Adnan Sawair, the head of the political parties’ sub-committee, told the Jordan News Agency, Petra, last week that the political parties’ draft law establishes a "new era" of party-based work, by pushing party participation in Jordan's parliamentary elections and government formation.

Sawair said that the bill also allows university students to join political parties and transfers political records to the Independent Election Commission.

He added that the draft law also allows people to join parties electronically.

King Abdullah reaffirmed in June during a meeting with the committee members that Jordan’s reform process, which is an ongoing effort over the history of the state, will continue in its second centennial.

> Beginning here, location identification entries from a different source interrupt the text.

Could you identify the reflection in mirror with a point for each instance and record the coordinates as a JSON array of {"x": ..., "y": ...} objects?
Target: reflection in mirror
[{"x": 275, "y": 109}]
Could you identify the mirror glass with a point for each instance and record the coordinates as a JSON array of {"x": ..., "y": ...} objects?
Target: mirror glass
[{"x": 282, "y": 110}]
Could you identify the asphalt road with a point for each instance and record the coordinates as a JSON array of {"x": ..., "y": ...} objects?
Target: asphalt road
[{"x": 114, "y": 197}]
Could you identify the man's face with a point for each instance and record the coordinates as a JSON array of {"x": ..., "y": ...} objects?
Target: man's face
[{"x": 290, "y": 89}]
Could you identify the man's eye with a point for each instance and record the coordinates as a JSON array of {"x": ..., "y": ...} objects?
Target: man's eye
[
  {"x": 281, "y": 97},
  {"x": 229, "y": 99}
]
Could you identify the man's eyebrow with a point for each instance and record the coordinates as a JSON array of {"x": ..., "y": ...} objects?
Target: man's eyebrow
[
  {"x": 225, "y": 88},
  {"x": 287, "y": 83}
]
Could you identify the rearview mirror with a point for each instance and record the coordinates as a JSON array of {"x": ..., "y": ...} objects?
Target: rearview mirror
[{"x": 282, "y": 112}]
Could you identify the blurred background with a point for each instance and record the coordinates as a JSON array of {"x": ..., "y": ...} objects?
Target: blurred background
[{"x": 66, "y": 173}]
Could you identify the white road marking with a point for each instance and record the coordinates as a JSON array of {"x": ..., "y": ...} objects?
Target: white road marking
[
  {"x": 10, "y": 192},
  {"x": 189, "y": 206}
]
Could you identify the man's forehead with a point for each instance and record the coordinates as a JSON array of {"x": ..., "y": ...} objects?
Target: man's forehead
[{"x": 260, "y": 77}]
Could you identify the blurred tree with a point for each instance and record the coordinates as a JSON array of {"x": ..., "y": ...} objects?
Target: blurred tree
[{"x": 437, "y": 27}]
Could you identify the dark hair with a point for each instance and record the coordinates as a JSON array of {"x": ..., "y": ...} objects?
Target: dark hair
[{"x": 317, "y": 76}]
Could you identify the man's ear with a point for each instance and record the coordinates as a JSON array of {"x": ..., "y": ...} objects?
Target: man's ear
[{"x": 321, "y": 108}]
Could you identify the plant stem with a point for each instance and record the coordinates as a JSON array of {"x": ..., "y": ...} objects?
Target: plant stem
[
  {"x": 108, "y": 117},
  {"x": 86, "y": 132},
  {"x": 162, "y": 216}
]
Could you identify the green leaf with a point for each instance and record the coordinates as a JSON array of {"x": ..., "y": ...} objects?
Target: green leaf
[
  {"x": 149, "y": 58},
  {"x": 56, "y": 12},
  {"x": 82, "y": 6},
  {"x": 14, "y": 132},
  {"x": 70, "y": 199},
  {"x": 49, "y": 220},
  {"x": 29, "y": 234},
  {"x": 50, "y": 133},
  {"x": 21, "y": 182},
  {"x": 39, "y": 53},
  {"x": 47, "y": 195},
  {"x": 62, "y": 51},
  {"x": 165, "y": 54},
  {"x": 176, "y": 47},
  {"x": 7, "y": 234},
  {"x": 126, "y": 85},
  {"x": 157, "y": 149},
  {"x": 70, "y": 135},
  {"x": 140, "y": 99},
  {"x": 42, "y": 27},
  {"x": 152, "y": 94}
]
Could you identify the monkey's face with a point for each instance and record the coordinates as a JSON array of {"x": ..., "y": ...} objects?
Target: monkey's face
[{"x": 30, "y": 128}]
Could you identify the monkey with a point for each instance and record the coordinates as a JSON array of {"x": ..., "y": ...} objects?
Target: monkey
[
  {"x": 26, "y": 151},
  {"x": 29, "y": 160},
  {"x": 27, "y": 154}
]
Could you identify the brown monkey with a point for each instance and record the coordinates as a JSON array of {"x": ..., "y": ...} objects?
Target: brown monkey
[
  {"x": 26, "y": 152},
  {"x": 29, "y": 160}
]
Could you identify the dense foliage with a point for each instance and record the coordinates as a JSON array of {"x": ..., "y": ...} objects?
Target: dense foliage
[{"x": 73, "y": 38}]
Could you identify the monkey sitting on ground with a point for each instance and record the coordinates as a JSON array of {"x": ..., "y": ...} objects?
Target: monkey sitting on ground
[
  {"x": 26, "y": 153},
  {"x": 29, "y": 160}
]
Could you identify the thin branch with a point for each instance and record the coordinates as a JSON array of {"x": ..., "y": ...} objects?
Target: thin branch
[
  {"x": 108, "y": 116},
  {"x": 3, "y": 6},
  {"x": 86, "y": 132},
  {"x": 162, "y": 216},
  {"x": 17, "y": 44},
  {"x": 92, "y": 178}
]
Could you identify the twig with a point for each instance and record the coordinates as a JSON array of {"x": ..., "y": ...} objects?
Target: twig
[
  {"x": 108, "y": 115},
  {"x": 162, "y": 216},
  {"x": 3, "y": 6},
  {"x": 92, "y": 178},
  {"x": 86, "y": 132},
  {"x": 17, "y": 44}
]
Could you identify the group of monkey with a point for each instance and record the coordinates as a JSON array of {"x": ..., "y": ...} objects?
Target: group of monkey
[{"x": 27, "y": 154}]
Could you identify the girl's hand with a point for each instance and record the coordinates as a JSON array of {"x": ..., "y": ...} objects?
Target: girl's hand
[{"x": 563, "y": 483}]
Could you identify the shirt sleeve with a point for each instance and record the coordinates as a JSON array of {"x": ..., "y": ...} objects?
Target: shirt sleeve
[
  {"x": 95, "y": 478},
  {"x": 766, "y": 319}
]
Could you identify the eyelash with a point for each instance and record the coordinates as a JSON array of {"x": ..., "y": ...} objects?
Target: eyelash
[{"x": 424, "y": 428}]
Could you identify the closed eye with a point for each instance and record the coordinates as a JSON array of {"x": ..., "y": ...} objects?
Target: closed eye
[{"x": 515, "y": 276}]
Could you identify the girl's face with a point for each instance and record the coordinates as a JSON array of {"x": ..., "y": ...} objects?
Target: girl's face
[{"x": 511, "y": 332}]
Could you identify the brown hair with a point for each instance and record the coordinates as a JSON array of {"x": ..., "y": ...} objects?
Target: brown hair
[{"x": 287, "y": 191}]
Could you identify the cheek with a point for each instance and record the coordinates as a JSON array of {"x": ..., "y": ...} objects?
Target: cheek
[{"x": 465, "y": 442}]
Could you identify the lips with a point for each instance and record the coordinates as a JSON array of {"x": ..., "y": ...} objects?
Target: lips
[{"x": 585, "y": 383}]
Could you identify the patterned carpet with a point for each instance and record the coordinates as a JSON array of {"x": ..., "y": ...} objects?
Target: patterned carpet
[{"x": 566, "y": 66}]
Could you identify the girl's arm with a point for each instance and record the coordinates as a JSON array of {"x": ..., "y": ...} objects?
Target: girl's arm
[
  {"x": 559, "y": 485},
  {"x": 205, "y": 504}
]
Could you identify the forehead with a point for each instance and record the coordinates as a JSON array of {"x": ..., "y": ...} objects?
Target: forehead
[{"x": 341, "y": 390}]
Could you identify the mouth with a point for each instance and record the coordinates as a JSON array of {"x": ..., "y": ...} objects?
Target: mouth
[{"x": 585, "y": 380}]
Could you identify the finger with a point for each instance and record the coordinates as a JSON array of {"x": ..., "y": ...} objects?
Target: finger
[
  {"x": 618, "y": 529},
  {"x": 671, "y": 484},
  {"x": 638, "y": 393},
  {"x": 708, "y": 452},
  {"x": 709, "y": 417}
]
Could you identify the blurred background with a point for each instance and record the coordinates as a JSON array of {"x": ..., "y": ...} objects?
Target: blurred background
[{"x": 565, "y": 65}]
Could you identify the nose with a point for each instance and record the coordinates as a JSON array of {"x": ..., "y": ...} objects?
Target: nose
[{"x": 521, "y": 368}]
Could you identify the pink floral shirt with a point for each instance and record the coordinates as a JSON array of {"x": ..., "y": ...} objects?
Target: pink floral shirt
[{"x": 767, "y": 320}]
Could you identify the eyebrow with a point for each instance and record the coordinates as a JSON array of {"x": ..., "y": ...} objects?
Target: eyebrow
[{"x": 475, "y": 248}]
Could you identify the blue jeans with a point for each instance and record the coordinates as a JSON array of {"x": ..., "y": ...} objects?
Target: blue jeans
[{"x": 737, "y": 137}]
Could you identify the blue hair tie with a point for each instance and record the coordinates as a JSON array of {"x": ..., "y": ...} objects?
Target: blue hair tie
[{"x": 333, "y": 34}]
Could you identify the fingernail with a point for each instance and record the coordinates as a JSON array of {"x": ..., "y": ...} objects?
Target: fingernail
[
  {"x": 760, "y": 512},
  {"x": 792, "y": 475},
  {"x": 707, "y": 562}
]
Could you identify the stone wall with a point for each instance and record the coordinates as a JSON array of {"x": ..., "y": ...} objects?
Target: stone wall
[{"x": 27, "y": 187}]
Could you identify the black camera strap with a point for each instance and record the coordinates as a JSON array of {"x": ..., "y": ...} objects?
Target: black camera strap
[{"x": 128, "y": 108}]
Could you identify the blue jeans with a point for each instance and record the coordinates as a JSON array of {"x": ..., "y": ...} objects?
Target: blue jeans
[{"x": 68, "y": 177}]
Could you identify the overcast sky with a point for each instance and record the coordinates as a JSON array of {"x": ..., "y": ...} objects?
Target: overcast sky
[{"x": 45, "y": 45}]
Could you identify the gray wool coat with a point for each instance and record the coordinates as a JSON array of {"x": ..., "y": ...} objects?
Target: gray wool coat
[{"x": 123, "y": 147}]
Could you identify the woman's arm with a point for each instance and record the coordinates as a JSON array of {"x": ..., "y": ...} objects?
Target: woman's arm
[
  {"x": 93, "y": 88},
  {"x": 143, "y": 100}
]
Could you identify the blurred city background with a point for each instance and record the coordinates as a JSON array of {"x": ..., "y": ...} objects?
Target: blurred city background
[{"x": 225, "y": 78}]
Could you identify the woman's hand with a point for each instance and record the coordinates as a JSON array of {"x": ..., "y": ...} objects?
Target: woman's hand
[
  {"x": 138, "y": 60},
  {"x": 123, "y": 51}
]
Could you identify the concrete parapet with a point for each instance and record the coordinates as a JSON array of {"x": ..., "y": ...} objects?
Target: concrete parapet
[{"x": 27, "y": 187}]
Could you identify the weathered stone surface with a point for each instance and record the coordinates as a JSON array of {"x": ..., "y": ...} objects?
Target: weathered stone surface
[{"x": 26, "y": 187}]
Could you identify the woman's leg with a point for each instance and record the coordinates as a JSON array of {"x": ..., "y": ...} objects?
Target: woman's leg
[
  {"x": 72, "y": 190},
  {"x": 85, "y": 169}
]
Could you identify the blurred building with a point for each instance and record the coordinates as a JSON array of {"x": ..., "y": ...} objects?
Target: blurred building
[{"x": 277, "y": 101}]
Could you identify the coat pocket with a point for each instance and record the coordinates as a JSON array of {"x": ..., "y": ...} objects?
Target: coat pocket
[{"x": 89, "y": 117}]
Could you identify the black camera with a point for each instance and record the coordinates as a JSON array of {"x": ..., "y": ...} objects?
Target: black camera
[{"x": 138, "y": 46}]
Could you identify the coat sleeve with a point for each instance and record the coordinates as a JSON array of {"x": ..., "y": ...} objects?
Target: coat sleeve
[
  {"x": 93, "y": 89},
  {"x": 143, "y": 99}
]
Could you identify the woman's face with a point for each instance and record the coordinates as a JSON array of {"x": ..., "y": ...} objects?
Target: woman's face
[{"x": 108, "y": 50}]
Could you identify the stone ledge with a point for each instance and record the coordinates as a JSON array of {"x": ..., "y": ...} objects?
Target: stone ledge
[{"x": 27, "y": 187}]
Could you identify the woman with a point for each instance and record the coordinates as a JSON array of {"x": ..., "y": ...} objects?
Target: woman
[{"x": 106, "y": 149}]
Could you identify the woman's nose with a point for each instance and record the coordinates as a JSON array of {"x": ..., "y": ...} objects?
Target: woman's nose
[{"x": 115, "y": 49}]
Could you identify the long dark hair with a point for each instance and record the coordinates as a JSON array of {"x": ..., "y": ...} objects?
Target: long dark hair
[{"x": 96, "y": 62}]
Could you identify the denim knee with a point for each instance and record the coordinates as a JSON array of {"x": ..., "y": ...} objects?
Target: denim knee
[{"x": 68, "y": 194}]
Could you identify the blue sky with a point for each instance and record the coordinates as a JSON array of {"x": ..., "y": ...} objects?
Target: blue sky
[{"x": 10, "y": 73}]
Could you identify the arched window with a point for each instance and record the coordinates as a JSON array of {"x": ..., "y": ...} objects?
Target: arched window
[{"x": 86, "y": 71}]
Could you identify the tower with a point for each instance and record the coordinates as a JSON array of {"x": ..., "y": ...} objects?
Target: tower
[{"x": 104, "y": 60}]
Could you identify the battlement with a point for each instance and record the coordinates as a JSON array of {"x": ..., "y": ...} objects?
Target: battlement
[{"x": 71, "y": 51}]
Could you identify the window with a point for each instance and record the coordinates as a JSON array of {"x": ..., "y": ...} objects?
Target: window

During the meeting that was attended by HRH Crown Prince Hussein, King Abdullah said that the process of advancing the efforts of the ancestors will continue, with Prince Hussein at his side, to forge ahead on the course of modernisation and development.

His Majesty underscored the magnitude of the committee’s responsibility and noted the vast experience of its members who represent various viewpoints across the political spectrum, asserting this will positively impact the panel’s outcomes.

Emphasising that the objective is to modernise the political system, leading to a parliamentary and partisan life befitting of Jordanians and Jordan’s democratic path, the King called for defining the end goal of the political development process, forming a clear plan to achieve it and communicate it to citizens, and arriving at a parliament that includes platform-based blocs.

His Majesty stressed the need to create an environment conducive to expanding the base of political engagement, and ensuring the active participation of women and youth in public life.

The King voiced hope to see Jordanians fully engaged in political life and confident in partisan work, reiterating that the door is open to all proposals and views and that everyone’s engagement in dialogue is needed, with the main goal being Jordan’s and Jordanians’ interests.

His Majesty said the political reform track should be in parallel to an economic and administrative track, noting Royal directives to the government to set a well-defined economic programme in the coming weeks with specific implementation timeframes.

The King added that it is important for the programme to be in partnership with the private sector to achieve economic recovery and growth, and create employment, which is necessary to move the economy forward, establish development projects, and tangibly improve public services.

Chair of the Royal Committee to Modernise the Political System Samir Rifai pledged, during the meeting with King, that the committee will forego preconceptions and personal opinion, and maintain an open attitude throughout its work. 

He noted that the panel prioritises working towards fostering a legislative and political environment, and proposing election and parties laws, as well as recommendations for local administration, in addition to any necessary amendments to constitutional provisions and methods of parliamentary engagement.